Já o líder ucraniano, Volodymyr Zelensky, negou e acusou a Rússia de querer causar pânico e caos em seu país.

Segundo a a polícia de Kiev, 11 pessoas morreram por conta do bombardeio, que atingiu principalmente Shevchenkivskyi, o distrito central de Kiev. Centenas de pessoas passavam no momento pelo local, que vive relativa normalidade desde o início do ano, quando, depois de um diálogo de paz entre as duas partes, as tropas russas se retiraram da capital ucraniana.

Outras cidades importantes do país e que vinham sendo poupadas dos ataques russos havia meses, como Lviv, que fica perto da fronteira com a Polônia, também foram atingidas por mísseis nesta segunda-feira.

Ucrânia

A agência de notícias ucraniana Uniam também informou que vários mísseis atingiram Dnipro, um importante centro industrial na região da capital do país, e as cidades de Zhytomyr, Ternopil e Khmelnytskyi.

Imagens gravadas no centro de Kiev mostraram ruas atingidas pelos mísseis, carros pegando fogo, civis mortos e muita fumaça. Segundo o Ministério da Defesa da Ucrânia, a Rússia disparou ao menos 83 mísseis contra Kiev, Lviv e Zaporizhzhia. Kiev diz ter interceptado e abatido 40 deles.

O prefeito de capital ucraniana, Vitali Klitschko, disse no Telegram que as explosões ocorreram no “coração da cidade” e que os alvos eram sua infraestrutura. Ele pediu aos moradores para permanecerem em abrigos e evitarem a região central da capital.
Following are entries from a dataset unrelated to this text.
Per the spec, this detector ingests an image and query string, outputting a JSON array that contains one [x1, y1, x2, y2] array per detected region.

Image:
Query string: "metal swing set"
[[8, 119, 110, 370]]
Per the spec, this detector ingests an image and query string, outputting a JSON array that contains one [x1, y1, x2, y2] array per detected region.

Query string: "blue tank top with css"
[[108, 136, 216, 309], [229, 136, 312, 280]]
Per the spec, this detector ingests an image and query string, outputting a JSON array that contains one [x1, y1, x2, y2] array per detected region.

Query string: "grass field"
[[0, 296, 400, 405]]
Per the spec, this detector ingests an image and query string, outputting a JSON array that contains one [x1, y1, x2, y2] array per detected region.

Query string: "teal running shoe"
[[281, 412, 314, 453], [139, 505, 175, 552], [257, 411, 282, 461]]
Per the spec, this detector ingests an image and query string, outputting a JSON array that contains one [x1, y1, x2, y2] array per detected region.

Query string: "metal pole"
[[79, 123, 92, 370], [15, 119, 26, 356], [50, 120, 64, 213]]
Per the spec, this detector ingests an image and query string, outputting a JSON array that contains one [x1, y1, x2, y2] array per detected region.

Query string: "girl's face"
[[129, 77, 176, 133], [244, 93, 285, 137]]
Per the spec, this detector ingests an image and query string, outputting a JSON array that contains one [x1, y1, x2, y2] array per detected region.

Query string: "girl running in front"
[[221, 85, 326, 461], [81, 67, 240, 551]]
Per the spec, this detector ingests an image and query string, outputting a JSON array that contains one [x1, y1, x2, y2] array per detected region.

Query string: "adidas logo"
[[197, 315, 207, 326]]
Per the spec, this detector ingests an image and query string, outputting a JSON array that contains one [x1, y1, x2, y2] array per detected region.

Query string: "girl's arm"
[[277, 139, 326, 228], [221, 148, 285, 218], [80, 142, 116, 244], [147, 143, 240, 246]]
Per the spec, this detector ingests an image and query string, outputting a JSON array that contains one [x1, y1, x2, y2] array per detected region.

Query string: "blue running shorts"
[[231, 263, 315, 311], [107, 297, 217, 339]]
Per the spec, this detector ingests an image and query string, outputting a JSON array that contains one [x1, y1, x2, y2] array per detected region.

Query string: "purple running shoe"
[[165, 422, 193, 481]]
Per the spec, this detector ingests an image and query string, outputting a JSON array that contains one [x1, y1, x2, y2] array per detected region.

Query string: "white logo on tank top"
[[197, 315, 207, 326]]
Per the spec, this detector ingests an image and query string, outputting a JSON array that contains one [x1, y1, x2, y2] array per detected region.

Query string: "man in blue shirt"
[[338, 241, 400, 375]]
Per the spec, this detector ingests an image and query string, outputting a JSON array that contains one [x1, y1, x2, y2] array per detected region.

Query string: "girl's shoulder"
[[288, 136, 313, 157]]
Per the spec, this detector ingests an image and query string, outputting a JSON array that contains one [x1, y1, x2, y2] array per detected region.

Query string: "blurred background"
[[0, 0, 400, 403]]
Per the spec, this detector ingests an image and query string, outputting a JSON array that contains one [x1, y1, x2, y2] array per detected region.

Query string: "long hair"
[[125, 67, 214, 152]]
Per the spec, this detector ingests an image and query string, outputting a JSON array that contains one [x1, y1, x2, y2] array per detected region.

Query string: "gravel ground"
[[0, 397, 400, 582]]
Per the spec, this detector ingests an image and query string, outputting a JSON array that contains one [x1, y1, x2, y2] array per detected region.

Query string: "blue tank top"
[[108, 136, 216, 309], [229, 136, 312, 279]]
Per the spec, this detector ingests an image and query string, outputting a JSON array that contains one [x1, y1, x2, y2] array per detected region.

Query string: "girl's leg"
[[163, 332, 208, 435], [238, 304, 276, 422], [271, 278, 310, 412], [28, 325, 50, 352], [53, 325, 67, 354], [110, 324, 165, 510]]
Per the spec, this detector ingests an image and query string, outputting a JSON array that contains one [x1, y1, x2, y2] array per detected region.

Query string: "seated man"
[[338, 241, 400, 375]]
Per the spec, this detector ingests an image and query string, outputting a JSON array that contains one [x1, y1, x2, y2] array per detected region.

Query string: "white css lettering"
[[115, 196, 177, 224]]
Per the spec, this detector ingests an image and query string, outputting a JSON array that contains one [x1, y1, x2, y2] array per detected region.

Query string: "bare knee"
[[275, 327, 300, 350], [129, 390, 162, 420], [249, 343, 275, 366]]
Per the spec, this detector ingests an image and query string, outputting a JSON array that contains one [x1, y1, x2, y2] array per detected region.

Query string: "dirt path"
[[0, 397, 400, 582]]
Logo após os bombardeios, civis lotaram a estação de metrô Vystavkovyi Tsentr, no centro. Pela tarde, as sirenes que anunciam possibilidade de um ataque voltaram a soar na cidade.

Líderes da União Europeia, como o presidente francês, Emmanuel Macron, e o chanceler alemão, Olaf Scholz, falaram com Zelensky ao telefone e prometeram apoiar a Ucrânia em uma retaliação a Moscou.

Os líderes do G7 – o clube das nações mais ricas do mundo, que recentemente excluiu a Rússia – anunciaram uma cúpula virtual de emergência na terça-feira (11) com a participação de Zelensky para discutir reações à nova ofensiva da Rússia.

Escalada em Kiev

O ataque desta segunda-feira surpreendeu por ter acontecido na capital ucraniana, que, apesar de ter sofrido intensos bombardeios ​​no início da guerra, vive em relativa calma desde o fim de abril.

À época, a Rússia abandonou um avanço em Kiev por causa da forte resistência ucraniana, impulsionada pelo recebimento armas ocidentais.

Após um pequeno avanço das negociações de paz entre as duas partes – cujo diálogo foi interrompido há meses – Moscou concordou em se retirar da capital ucraniana e passou a focar seus esforços no leste da Ucrânia e em cidades estratégicas no sul.

Mas, segundo Zelensky, os ucranianos já se preparavam para a possibilidade de retaliação de Vladimir Putin, por conta do ataque à ponte da Crimeia no fim de semana. Sirenes alertaram para ataques aéreos em todo o país.

No domingo (9), um ataque com mísseis russos na cidade de Zaporizhzhia atingiu um prédio de apartamentos e várias casas particulares, matando 17 pessoas e ferindo 60, disseram autoridades ucranianas.

A única ponte que liga a Rússia à península ucraniana da Crimeia, anexada por Moscou em 2014, foi atingida por explosões neste sábado. A “Ponte da Crimeia” foi inaugurada em 2018 por ordem do presidente Vladimir Putin e, atualmente, é estratégica para os russos nos conflitos contra a Ucrânia.